More generally, the first to initiate the mudra is the teacher himself in order to thank and affirm his respect for his students as well as for his own masters. Then comes the turn of the students to make contact, in response to their teacher.
Expressing gratitude with Namaste
A Namasté is a good way to show gratitude and express feelings towards the experience itself, but also towards the collective moments of sharing, after a yoga or meditation session. In practice, it is a way to be grateful:
• to yourself to thank the yogi within you,
• towards the teacher, always present to guide and help the students,
• to the other students with whom you shared the session,
• and finally, all those who preceded you and who have allowed yoga to become more democratic.
Linking Spirituality and Namaste
To understand Namasté is also to go beyond a simple vision of it. It is necessary to take time to contemplate the deeper aspects such as the spiritual or the philosophical. Since salvation emerges from the depths of the heart, it creates powerful bonds, even between fundamentally different individuals, both in terms of expectations and social classes.
It is good to know that yoga and meditation are disciplines that offer immediate and often overlooked benefits. When practiced regularly, they can strengthen your awareness of the present moment, to be more anchored in your current life. In other words, you limit your sources of worry, unnecessary judgments and questions that disturb your inner self. You are much more Zen thanks to very effective relaxation postures and breathing exercises. Through Namaste, practitioners express their humility in front of humans, but also in front of the universe itself.
Some say they feel a shiver of emotion, logically joy, when they greet the teacher and other students with a Namaste, after a yoga or meditation session.
Namasté, a new principle of daily life
Finally, more than just a word and a gesture, Namasté is a philosophy of life! It allows us to adapt our behavior according to the daily situations we face. To improve, even more your feeling towards him, see it as a moment of inner peace, which triggers a chain reaction towards the outside. Use it to resolve tensions or conflicts that interact negatively in particular areas of your life. As a flow of energy that you send to your family, friends, colleagues to convey your sense of gratitude.

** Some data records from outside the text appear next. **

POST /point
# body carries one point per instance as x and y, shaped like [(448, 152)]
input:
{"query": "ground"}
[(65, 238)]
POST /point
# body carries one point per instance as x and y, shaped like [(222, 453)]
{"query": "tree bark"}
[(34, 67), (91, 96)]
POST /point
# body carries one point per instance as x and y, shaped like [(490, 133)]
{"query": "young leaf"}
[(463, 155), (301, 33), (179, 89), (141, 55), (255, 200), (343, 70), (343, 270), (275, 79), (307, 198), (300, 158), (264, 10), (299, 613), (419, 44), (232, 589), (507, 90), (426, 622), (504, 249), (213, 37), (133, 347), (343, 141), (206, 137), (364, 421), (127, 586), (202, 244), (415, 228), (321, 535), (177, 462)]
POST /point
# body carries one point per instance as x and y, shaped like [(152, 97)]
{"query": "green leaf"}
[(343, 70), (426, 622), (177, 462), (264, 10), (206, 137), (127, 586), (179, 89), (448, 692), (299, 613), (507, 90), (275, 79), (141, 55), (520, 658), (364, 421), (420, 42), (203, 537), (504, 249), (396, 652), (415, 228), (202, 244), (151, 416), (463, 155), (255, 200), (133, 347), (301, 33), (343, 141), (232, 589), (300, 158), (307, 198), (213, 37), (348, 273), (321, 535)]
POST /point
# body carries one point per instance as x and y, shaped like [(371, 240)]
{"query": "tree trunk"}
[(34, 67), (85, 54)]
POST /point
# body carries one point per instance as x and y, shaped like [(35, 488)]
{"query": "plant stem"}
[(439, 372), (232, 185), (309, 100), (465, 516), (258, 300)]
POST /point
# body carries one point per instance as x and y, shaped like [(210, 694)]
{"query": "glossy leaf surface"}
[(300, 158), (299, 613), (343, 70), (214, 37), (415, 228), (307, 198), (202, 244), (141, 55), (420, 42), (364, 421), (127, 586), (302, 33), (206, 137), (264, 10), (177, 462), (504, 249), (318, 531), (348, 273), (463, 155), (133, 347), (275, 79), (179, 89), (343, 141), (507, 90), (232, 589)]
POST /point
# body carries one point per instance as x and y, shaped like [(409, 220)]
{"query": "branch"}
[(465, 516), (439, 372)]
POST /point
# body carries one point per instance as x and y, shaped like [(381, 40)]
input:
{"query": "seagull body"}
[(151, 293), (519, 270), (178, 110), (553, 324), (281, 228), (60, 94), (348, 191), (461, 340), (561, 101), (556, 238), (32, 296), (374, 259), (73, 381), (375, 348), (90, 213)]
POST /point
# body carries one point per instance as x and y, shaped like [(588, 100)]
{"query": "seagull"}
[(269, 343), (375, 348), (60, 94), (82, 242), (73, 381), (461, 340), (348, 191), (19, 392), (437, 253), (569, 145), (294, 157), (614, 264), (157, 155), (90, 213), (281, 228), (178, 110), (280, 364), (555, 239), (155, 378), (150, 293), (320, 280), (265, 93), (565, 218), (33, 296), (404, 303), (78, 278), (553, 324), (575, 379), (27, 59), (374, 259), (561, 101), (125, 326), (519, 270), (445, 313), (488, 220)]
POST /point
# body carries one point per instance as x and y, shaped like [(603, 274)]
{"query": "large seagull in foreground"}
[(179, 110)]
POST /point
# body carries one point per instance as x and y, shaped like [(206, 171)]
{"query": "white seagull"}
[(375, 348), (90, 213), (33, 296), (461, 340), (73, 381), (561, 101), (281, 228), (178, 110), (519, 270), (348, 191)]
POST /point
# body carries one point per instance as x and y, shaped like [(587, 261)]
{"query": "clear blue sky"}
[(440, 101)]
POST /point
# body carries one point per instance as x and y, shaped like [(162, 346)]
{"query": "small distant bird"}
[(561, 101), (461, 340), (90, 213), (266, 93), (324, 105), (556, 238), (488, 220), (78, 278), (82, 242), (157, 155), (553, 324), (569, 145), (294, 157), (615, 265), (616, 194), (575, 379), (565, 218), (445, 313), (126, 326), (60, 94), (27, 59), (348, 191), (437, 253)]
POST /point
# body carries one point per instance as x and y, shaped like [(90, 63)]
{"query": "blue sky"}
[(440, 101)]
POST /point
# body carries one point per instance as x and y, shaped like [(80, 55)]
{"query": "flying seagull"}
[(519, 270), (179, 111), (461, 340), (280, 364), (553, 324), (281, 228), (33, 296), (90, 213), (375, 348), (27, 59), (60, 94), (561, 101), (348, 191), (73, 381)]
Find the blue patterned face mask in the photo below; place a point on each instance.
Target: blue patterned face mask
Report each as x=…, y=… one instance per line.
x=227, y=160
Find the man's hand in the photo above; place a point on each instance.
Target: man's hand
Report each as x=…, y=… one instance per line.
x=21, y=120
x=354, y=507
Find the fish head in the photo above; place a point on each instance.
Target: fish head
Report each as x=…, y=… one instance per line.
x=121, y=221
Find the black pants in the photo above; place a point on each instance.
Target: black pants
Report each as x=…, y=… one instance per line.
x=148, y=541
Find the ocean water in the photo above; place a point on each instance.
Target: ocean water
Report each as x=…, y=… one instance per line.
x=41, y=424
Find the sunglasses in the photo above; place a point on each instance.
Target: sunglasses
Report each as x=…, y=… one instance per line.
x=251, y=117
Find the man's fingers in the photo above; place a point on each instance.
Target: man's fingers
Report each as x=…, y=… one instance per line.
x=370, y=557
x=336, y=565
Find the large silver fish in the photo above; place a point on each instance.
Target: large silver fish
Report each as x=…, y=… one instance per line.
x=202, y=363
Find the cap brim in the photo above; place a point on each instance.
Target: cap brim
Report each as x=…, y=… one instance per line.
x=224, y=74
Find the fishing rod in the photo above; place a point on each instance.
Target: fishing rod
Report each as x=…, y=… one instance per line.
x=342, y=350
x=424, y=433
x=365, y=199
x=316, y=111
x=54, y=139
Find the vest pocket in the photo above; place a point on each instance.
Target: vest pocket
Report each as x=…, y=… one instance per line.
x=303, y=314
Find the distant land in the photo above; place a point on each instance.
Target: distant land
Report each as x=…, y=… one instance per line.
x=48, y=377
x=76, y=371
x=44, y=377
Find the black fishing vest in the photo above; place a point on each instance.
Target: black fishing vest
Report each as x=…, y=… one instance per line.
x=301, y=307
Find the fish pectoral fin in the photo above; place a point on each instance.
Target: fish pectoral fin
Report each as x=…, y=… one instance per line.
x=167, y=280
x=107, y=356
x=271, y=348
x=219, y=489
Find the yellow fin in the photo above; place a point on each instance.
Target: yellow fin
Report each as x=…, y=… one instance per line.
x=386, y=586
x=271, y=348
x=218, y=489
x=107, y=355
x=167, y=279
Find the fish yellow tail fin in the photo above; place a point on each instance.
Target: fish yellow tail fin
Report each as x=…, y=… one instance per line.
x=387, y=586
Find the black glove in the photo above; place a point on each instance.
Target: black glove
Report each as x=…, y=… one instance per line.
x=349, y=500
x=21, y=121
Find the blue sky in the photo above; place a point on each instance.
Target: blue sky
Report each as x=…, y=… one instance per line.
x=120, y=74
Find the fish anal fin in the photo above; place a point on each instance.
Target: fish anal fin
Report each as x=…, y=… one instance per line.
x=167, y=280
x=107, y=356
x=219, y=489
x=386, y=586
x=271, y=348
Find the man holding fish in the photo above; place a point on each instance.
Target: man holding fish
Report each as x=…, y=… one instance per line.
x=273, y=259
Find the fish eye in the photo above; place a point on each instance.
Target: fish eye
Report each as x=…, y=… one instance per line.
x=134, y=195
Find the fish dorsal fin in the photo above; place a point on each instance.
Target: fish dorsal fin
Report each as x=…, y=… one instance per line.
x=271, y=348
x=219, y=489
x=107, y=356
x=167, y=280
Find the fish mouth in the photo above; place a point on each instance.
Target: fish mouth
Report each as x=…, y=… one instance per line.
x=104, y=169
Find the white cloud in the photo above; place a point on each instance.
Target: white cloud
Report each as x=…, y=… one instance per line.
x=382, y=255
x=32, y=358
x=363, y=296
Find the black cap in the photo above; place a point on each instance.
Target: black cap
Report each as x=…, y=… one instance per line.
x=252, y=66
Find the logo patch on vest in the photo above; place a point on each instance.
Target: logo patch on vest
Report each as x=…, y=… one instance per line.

If you don't believe or doubt that this can happen, think for a moment about how easily you can become sad or even depressed after dealing with someone who is totally negative in both word and deed. Remember this phrase:
Improve your relationships easily!
Yes, it may seem absurd to some, but Namaste is able to improve your relationships, whatever they are. Remember, it means: "I bow down before you", is nothing more than the expression of your vision of the person in front of you, that is to say, as he or she is. In this way, you offer a particularly powerful intention by making him or her understand that he or she is a special person. As long as Namaste is done with the heart, it can only be beneficial for both the giver and the receiver. Be aware and be ready to see a person beyond the physical envelope, but for what they are deep within!
It is not just a simple "hello" between two friends or colleagues, but a moment when you are present, with them, and nowhere else. The physical, mental and energetic presence is essential to weld a good relationship, even better, it is a gift out of time that you give them.